Qualche volta, noi chirurghi, notiamo che il cervello è segnato da ampi solchi. Non sono altro che i buchi lasciati dai tanti neuroni bruciati dalla droga. Oggi sappiamo che l’abuso protratto di droghe può provocare nel cervello devastazioni molto simili a quelle che si vedono nelle persone anziane o a quelle che si associano alla più grave demenza senile. Giulio Marra, neurochirurgo (Roberta Scorranese). Corsera.

Dopo trent’anni di servizio, Drogo-Buzzati è diventato maggiore, vicecomandante della Fortezza Bastiani (ne Il deserto dei tartari).

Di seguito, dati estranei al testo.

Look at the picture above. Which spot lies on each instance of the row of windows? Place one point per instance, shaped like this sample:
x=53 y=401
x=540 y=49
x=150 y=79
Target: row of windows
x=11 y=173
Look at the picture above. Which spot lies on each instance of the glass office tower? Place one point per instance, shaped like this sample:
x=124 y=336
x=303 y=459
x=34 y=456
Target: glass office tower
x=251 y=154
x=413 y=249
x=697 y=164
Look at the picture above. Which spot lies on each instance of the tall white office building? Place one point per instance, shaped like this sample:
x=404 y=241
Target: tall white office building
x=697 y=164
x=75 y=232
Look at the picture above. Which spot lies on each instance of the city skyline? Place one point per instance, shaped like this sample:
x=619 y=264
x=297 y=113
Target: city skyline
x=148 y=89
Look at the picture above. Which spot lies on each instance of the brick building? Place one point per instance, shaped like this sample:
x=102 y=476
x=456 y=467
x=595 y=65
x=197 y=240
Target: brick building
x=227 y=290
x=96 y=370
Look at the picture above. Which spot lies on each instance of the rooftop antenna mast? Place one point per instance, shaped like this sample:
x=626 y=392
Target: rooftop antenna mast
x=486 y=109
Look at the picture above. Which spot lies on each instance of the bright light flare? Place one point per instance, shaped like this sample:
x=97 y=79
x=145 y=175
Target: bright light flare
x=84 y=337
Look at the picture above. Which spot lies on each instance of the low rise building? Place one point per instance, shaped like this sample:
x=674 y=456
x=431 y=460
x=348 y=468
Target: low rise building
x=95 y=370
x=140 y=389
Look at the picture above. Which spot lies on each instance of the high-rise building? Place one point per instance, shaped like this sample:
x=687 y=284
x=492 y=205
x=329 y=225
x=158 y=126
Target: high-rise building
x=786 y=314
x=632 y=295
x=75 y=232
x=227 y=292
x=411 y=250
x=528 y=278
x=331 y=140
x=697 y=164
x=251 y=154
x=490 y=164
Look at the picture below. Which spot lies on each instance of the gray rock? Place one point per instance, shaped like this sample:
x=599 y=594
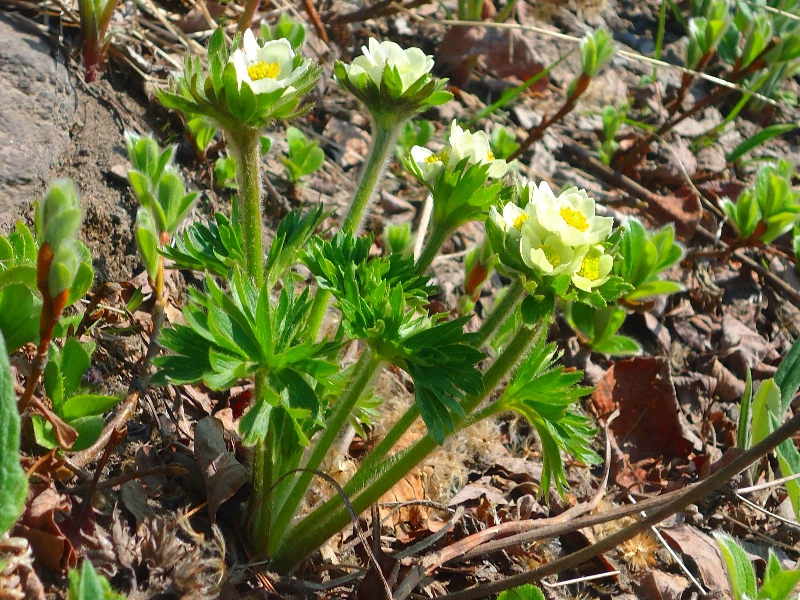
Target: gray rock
x=37 y=109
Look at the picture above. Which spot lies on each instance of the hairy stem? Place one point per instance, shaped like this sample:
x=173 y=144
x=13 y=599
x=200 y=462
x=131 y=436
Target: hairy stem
x=439 y=235
x=502 y=309
x=363 y=373
x=383 y=142
x=245 y=147
x=680 y=502
x=329 y=518
x=384 y=138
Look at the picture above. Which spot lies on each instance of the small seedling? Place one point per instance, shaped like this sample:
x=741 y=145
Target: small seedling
x=63 y=382
x=613 y=118
x=95 y=16
x=768 y=209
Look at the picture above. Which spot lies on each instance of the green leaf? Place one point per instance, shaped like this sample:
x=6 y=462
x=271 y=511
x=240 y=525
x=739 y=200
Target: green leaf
x=442 y=364
x=85 y=405
x=75 y=361
x=740 y=569
x=19 y=315
x=543 y=393
x=763 y=136
x=13 y=481
x=787 y=377
x=523 y=592
x=255 y=422
x=88 y=585
x=89 y=430
x=780 y=586
x=655 y=288
x=618 y=345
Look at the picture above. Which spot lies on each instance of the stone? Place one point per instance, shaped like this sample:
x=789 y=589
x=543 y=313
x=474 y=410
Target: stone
x=37 y=109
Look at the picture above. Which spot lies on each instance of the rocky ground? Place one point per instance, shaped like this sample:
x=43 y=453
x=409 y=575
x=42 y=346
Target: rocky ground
x=679 y=401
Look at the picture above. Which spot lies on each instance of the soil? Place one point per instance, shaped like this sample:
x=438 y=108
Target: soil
x=732 y=319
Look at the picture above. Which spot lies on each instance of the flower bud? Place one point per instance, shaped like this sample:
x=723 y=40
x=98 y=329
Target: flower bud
x=66 y=260
x=59 y=214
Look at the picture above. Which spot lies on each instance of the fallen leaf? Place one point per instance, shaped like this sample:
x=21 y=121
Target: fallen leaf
x=223 y=474
x=650 y=424
x=703 y=551
x=504 y=52
x=657 y=585
x=135 y=500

Una malattia al fegato lo mangia da dentro, e lo costringe a tornare in città proprio quando il nemico invisibile manovra, e si avvicina la guerra che avrebbe giustificato tutta la vita trascorsa in quell’avamposto sul grande nulla. Buzzati, per fortuna sua e nostra, non seguirà il destino del suo alter ego letterario: il Corriere del dopoguerra non sarà la sua Fortezza Bastiani e anzi gli concederà grande visibilità, fino a farlo diventare una firma tra le più celebrate del giornale. Dino Buzzati, Maurizio Pilotti. Libertà.

Tanto mio padre, ingegnere ferroviario, era razionale e conservatore, quanto io ero un empirista di sinistra. Della gente di sinistra aveva paura. Ne temeva il tono saccente e perentorio. Aveva fatto l’esperienza con me. Il fumo dei discorsi fumosi lo faceva tossire. Marciava lungo binari regolati da scambi elementari: sì-no, verde-rosso, avanti-indietro secondo la logica del vero-falso. L’imprecisione e il disordine gli sembravano segni di declino. Paolo Guzzanti, I giorni contati. Baldini&Castoldi, 1995.

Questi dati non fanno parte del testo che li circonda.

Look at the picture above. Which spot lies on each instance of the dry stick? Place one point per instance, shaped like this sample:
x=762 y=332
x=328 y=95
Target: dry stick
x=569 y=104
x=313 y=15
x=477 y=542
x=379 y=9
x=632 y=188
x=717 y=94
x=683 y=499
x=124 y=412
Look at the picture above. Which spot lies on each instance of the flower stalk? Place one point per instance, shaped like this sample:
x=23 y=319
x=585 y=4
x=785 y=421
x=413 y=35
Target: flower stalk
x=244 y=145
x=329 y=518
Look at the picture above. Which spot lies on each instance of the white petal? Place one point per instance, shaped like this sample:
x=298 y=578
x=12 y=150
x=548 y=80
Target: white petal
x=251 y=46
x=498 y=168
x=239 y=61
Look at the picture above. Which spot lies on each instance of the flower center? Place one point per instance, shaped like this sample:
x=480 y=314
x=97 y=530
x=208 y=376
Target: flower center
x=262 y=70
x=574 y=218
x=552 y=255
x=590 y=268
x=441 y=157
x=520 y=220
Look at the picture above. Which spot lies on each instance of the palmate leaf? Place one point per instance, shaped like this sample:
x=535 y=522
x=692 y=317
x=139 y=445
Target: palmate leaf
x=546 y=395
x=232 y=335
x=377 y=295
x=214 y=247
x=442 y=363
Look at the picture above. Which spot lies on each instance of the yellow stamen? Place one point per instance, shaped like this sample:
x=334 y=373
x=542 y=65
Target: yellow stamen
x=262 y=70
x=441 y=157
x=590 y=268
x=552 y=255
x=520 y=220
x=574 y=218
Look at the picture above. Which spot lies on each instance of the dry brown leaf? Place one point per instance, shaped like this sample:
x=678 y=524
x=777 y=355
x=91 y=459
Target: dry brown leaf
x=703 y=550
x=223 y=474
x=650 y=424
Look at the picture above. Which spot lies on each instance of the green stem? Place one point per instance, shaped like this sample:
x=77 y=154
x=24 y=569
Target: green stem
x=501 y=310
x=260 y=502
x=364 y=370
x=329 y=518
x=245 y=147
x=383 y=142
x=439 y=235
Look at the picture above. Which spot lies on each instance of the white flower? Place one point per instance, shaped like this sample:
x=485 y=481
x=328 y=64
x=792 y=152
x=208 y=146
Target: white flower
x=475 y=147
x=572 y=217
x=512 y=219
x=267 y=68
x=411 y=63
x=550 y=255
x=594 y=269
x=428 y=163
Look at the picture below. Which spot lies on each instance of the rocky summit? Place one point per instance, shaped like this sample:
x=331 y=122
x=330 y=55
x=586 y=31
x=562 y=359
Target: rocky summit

Naturalmente il suo viso non aveva più l’impavida bellezza da statua, quel naso diritto, quella bocca perfetta da Nefertiti. La pelle, le braccia, i fianchi si erano alquanto allentati, in quel molle languore che coglie i petali duna rosa troppo fiorita. Ma era proprio quel languore, stranamente, eccitava Mario. Come un messaggio disperato della carne. Baciando la sua bocca larga aveva l’illusione di cogliere l’aroma di un vino a lungo fermento, quel sapore concentrato che ha solo l’uva appassita. Nantas Salvalaggio, Il salotto rosso. Mondadori, 1982.

Gli avvocati erano uomini massicci e gravi, titolari di una redditizia professione evocativi di targhe smaltate all’uscio e di clienti che, dopo aver deposto su uno spigolo della scrivania la grossa busta dell’onorario, si allontanano silenziosamente sui tappeti. Giuseppe Marotta, L’oro di Napoli. Rizzoli, 1986.

Il denaro è il bene superfluo più utile. Roberto Gervaso.